Legal teams today utilize both phonetic searching and automatic transcription methods, however the automatic transcription method is better poised for future innovation. Advanced text analytics techniques such as text categorization (predictive coding), clustering, and conceptual search have been helping increase review efficiency and reduce legal spend for many years now and these same techniques can be applied to audio recordings, provided that the reviewing legal team has a text transcript. Text categorization could help answer questions like:
• Which recordings should be reviewed first?
• Can recordings that are likely irrelevant be outsourced to lower cost review teams or excluded from review altogether?
• How much is review going to cost?
Compliance teams could use text categorization in conjunction with clustering, concept search and sentiment analysis to flag and review communications that trigger risk areas or portend litigious activities, particularly for consumer action or product liability.

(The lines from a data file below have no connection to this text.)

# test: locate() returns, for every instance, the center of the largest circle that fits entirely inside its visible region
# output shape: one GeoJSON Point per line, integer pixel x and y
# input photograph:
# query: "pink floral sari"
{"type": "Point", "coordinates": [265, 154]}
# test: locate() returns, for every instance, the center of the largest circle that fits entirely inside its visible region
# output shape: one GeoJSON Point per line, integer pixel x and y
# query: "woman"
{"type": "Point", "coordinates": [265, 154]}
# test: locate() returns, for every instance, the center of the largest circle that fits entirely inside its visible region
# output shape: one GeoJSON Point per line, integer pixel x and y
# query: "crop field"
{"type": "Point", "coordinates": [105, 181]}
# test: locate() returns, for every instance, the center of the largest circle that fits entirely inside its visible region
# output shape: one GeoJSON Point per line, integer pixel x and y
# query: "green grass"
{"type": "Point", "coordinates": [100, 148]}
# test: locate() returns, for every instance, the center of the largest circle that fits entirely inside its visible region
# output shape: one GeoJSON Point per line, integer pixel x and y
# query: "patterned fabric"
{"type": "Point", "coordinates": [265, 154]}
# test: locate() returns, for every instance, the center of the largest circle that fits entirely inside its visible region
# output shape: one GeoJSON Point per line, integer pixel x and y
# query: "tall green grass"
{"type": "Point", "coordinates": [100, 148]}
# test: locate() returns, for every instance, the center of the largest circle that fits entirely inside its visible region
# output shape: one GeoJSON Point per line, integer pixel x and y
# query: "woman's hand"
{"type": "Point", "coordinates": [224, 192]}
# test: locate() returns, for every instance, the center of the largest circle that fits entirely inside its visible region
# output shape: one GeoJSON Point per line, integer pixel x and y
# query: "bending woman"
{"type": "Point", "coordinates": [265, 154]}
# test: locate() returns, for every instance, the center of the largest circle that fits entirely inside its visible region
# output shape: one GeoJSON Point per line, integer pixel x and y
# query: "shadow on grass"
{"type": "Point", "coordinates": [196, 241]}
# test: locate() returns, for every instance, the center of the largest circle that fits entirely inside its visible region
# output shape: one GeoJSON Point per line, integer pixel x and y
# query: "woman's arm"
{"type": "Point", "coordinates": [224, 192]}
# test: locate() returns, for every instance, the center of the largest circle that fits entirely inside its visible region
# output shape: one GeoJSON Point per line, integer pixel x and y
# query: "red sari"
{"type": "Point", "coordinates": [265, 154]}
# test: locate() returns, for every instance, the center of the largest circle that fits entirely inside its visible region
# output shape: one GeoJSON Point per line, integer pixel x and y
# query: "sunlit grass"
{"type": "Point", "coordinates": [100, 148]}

ASR technology is helping legal teams implement more effective audio review strategies to comply with requests from regulators and other parties. A strategy that uses keyword search, enabled by ASR, can help target the right recordings to review and reduce the cost to review them. Keyword search is a step in the right direction but it is just the first step. As with email, additional analytics will be required to address growing data volumes. Soon there will be even more effective ways to target the most critical audio recordings for review so that legal teams can prioritize their understanding of the merits of the case, tied to key custodians and communications, and spend less time sifting through unorganized volumes of content which have less relevance to the case. Starting to sound familiar?

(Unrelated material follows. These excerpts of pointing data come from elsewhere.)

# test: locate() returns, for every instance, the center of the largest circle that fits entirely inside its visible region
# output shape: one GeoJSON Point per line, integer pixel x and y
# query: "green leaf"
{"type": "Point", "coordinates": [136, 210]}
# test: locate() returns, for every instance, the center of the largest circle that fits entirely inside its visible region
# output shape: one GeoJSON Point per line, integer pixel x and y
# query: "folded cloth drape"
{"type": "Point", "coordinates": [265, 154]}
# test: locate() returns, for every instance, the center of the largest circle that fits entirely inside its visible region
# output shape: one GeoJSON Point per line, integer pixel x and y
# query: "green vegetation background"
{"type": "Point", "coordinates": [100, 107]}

A few years ago, a similar concern centered around structured data. How do you identify what you need, extract it without corruption and integrity loss, review it and produce it? What are the pitfalls and where is the solutions base? These were all questions discussed in the White Paper from the Richmond Law Journal. The technology and knowledge to facilitate the management of audio in e-discovery – the next wave of communication relevant to dispute resolution–is here, begging one question…. what’s next?